Portugal vai gastar quanto em segurança e defesa? Em quê? E esse dinheiro virá de onde? E é para admitir comprar aviões militares a outros fornecedores que não os americanos? Se a NATO acabar, fazemos o quê? Estamos preocupados com os Açores, neste contexto? E para a Ucrânia, mandariam tropas?

O que quer Portugal da revisão do quadro financeiro plurianual da UE (dos fundos europeus)? Queremos que os outros dêem mais e nós recebamos mais, eu sei. Não sendo possível, estamos a pensar o quê?

Se houver mais liberdade de distribuição nacional dos fundos europeus, quais serão as prioridades portuguesas? E como se faz para aumentar a participação de empresas portuguesas nos fundos geridos em Bruxelas para financiar inovação e competitividade?

A favor ou contra os alargamentos? A que países? Em que ritmo? E como lidaremos com as consequências?

Quais as prioridades de Portugal nas medidas propostas por Drgahi?

Isso da Inteligência Artificial é para ser regulado por Bruxelas ou por cada Estado membro (pergunta rasteira, não há como serem os países europeus a regular o tema individualmente)?

A favor da marcha-atrás da actual Comissão Europeia face a propostas da anterior Comissão Europeia, que também era liderada por Von der Leyen?

Devemos rever a relação com a China? De que maneira? Flexibilizamos? Aproximamos? Afastamo-nos como, com ou apesar dos Estados Unidos?

O que podemos e queremos oferecer aos britânicos para desfazer um pouco do Brexit?

Acreditamos no comércio internacional? Ainda acreditamos na globalização? Como é que fica o impulso para mais acordos comerciais com quem também é vítima das “tarifas” de Trump?

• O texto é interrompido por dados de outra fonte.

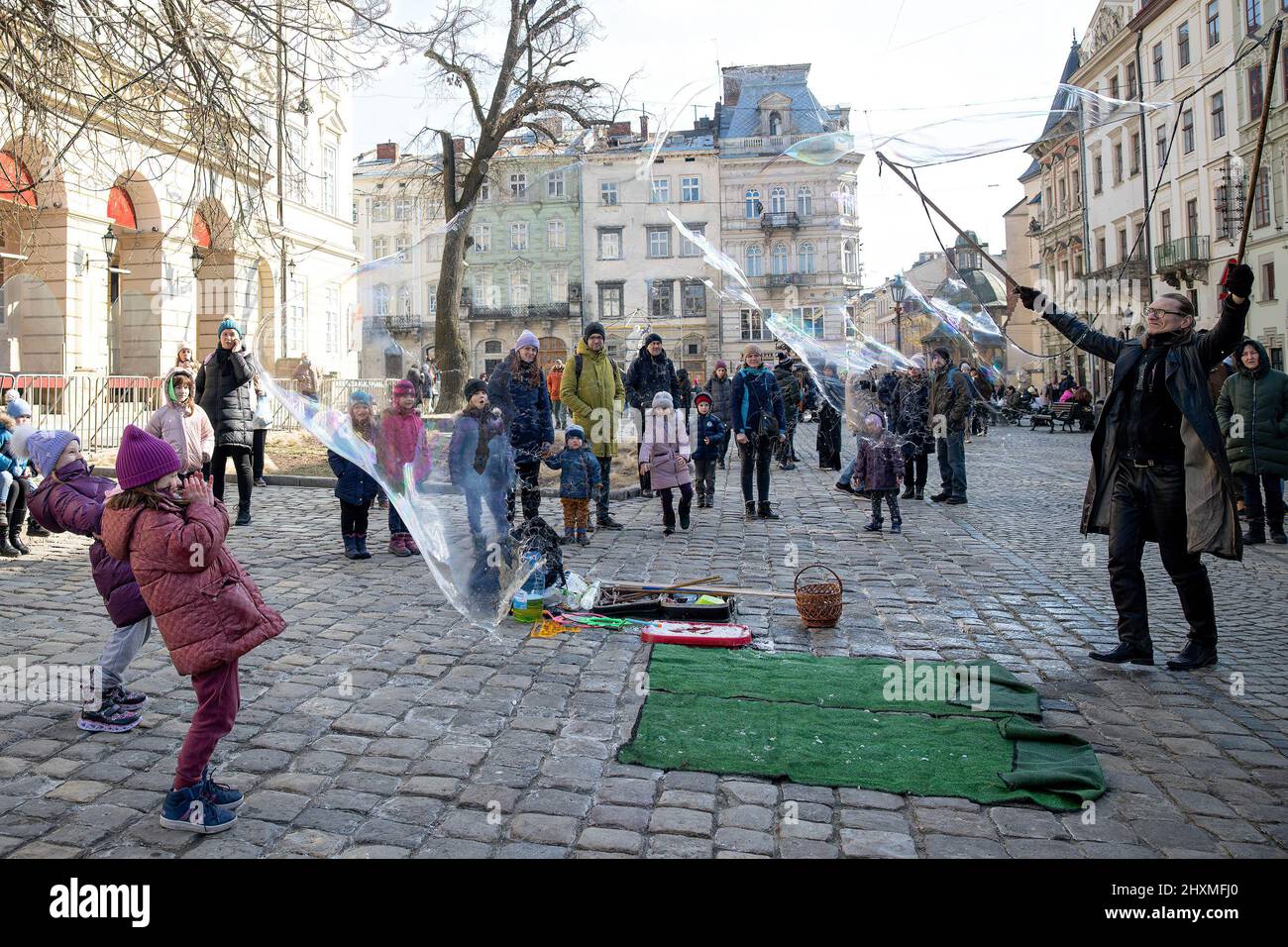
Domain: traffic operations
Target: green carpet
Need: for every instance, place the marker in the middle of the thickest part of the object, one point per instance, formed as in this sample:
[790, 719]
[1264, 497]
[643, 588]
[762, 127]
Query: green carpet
[825, 682]
[859, 740]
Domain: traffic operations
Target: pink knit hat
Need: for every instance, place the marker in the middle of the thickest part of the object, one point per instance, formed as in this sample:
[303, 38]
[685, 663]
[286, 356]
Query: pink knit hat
[143, 459]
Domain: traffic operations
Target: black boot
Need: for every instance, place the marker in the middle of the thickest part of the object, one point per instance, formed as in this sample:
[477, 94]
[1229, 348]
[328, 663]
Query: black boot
[1193, 656]
[1126, 654]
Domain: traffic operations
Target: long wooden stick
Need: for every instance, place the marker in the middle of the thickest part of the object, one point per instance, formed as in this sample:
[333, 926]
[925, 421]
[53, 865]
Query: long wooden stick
[1261, 137]
[1010, 279]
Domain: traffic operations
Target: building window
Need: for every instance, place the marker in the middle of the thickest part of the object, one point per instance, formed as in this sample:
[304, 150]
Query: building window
[660, 299]
[687, 247]
[805, 258]
[695, 299]
[1253, 16]
[558, 285]
[778, 200]
[329, 179]
[610, 302]
[658, 243]
[778, 260]
[805, 201]
[610, 245]
[520, 287]
[1261, 206]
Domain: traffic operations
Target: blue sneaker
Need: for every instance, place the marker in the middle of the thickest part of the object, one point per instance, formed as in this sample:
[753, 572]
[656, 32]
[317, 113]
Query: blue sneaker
[187, 812]
[218, 793]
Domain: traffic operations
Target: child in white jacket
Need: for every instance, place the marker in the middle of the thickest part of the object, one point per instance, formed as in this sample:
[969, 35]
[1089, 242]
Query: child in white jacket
[665, 458]
[181, 423]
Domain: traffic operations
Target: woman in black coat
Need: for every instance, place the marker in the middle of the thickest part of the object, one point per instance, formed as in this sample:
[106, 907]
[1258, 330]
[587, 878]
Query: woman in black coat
[226, 393]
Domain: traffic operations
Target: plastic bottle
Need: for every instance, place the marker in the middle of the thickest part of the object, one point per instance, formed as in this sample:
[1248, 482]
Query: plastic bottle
[528, 602]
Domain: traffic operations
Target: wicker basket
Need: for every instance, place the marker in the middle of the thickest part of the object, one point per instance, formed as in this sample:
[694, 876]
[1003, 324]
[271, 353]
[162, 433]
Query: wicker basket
[819, 603]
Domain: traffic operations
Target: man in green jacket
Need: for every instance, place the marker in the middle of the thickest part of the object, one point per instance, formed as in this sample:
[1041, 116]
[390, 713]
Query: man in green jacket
[1253, 415]
[592, 390]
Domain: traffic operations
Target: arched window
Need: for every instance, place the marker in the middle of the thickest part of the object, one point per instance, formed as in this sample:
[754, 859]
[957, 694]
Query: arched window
[778, 260]
[805, 258]
[805, 200]
[846, 200]
[778, 200]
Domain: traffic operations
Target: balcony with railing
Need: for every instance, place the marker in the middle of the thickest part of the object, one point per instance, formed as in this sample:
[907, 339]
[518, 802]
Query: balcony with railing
[780, 221]
[1183, 253]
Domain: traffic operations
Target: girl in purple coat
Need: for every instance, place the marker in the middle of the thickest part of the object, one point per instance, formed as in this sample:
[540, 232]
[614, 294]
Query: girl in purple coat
[71, 499]
[880, 471]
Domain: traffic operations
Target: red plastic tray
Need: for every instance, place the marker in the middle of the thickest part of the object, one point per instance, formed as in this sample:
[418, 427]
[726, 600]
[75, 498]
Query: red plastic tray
[699, 634]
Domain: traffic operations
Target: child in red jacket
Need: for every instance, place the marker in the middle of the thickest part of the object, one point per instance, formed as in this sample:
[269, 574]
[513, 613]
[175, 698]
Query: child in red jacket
[206, 607]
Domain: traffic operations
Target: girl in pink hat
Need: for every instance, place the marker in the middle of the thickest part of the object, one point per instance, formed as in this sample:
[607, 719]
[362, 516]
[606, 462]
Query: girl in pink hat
[206, 607]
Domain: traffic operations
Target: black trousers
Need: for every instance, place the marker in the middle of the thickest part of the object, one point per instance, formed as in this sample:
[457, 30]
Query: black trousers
[529, 488]
[756, 455]
[1154, 497]
[241, 463]
[353, 517]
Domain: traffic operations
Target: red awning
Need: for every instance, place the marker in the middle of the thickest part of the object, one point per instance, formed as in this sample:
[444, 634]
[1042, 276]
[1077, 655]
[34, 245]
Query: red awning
[200, 231]
[120, 208]
[16, 183]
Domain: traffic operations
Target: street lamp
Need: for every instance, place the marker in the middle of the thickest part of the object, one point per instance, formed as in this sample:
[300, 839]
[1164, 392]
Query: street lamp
[898, 290]
[110, 241]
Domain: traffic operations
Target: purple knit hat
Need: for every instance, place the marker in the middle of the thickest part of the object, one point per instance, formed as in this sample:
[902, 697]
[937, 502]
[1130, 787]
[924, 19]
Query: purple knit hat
[143, 459]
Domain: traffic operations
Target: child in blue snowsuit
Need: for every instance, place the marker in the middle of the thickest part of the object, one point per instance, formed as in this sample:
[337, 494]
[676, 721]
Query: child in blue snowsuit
[579, 479]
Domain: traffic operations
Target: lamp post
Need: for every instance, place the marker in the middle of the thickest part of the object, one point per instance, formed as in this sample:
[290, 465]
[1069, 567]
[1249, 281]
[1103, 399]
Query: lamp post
[898, 290]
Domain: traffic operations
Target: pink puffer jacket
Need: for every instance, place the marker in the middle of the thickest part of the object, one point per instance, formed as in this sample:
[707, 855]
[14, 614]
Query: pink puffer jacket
[206, 607]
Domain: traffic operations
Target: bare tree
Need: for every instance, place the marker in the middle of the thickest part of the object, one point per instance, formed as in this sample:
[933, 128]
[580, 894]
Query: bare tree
[529, 78]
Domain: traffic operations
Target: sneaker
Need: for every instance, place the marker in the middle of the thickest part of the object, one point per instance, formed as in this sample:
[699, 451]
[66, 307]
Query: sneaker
[129, 699]
[108, 718]
[187, 812]
[217, 793]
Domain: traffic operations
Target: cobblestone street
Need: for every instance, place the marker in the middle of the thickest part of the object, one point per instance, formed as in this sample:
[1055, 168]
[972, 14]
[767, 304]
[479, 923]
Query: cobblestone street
[458, 741]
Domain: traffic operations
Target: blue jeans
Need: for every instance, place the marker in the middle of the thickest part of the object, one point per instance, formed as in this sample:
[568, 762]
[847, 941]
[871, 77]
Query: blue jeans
[952, 463]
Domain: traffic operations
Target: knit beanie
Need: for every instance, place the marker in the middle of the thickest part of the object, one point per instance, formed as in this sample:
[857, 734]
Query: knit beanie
[44, 447]
[143, 459]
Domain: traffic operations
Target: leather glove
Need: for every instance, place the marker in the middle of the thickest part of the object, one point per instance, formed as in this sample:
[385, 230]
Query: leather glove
[1035, 300]
[1237, 281]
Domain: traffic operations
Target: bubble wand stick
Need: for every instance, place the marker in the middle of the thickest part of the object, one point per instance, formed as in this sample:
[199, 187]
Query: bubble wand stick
[1256, 157]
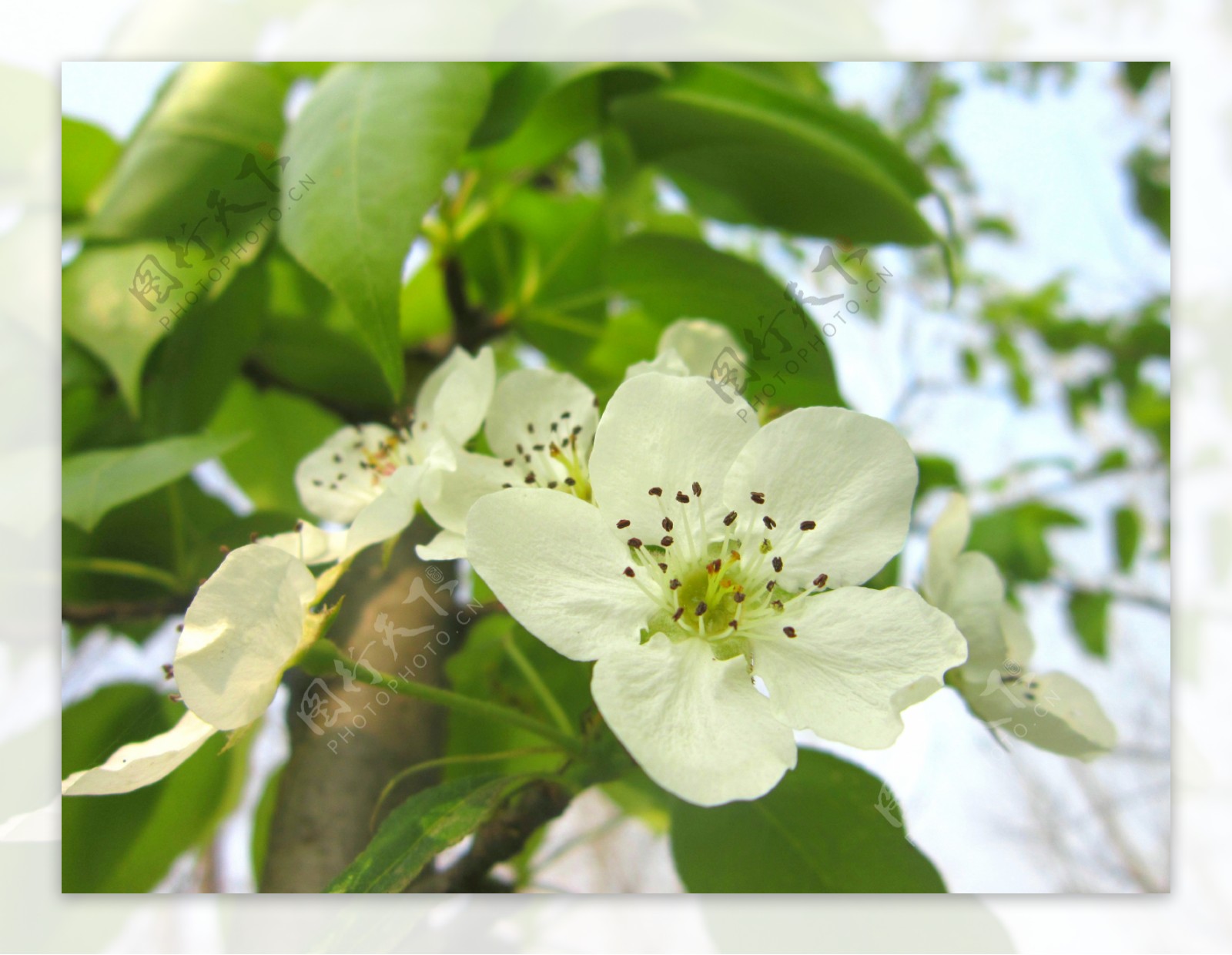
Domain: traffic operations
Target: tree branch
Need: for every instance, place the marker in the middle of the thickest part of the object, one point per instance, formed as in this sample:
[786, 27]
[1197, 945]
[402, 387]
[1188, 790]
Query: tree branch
[500, 838]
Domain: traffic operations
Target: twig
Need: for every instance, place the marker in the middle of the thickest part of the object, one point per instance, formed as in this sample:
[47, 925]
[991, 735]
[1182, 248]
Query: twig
[112, 610]
[500, 838]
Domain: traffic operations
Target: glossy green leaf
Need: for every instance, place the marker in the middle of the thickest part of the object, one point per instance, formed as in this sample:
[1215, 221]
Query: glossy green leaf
[377, 141]
[283, 429]
[194, 147]
[1014, 538]
[427, 823]
[126, 843]
[98, 481]
[748, 149]
[671, 276]
[88, 154]
[1129, 531]
[829, 827]
[1088, 610]
[120, 300]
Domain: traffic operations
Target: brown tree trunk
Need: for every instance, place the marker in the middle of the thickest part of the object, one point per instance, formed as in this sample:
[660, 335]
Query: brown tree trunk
[333, 780]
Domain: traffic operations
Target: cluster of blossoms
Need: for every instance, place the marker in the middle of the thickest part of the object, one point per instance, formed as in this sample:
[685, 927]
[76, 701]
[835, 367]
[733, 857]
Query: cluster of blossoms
[708, 566]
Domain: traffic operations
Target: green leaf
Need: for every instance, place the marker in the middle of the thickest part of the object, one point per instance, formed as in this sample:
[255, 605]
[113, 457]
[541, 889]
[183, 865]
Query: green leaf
[98, 481]
[109, 310]
[422, 827]
[484, 669]
[88, 154]
[748, 149]
[377, 141]
[829, 827]
[194, 142]
[1088, 610]
[1014, 538]
[678, 277]
[283, 428]
[126, 843]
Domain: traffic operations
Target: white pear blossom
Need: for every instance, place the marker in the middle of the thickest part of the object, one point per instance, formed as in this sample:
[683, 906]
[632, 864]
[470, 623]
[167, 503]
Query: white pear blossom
[540, 428]
[541, 425]
[716, 556]
[371, 478]
[248, 622]
[1049, 710]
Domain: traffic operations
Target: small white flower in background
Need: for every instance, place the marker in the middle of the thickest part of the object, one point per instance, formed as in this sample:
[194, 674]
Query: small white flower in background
[718, 552]
[695, 347]
[248, 622]
[371, 478]
[540, 428]
[1050, 710]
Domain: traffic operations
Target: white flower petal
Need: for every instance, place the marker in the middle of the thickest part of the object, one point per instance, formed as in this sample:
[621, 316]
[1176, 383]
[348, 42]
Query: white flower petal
[139, 764]
[946, 539]
[455, 397]
[445, 546]
[858, 659]
[1019, 642]
[854, 476]
[554, 565]
[1051, 712]
[550, 402]
[310, 544]
[700, 344]
[973, 599]
[698, 726]
[332, 484]
[240, 632]
[665, 433]
[388, 514]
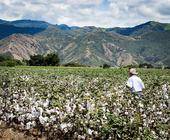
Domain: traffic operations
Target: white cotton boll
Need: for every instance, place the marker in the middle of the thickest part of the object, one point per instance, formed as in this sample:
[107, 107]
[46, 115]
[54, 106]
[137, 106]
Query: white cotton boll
[28, 125]
[52, 118]
[159, 113]
[144, 115]
[141, 105]
[46, 103]
[89, 131]
[68, 108]
[43, 120]
[65, 125]
[40, 110]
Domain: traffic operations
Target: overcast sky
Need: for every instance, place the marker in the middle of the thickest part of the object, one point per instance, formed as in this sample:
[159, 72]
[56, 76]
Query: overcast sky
[100, 13]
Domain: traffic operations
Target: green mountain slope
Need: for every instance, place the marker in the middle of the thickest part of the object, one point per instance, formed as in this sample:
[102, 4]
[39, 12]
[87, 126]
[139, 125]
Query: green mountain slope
[145, 43]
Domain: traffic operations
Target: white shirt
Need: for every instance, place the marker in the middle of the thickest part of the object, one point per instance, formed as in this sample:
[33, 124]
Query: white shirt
[135, 84]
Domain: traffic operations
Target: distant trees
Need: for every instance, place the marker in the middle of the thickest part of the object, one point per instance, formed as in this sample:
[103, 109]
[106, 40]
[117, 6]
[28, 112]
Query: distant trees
[48, 60]
[74, 64]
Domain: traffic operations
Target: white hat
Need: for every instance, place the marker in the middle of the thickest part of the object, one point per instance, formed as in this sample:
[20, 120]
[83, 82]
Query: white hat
[133, 71]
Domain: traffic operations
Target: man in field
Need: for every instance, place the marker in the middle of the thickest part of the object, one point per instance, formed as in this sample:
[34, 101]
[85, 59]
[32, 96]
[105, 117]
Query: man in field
[134, 83]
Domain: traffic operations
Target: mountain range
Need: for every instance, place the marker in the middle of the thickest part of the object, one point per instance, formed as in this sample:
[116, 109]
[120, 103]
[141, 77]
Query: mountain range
[89, 45]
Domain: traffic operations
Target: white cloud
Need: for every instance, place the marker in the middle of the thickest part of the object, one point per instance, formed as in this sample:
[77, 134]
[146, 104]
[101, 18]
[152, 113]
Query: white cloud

Achamos que é boa ideia atrair talento, empresarial, científico, artístico dos Estados Unidos para a Europa? E estamos disponíveis para pagar as consequências de uma eventual migração com impacto de americanos para Lisboa, Porto, Cascais e mais uns lugares com habitação a preços incríveis? Ou preferimos orgulhosa e pobremente sós?

Já que temos outras vez eleições, e entretanto o mundo mudou bastante mais que Portugal, podíamos fazer umas perguntas sobre o assunto.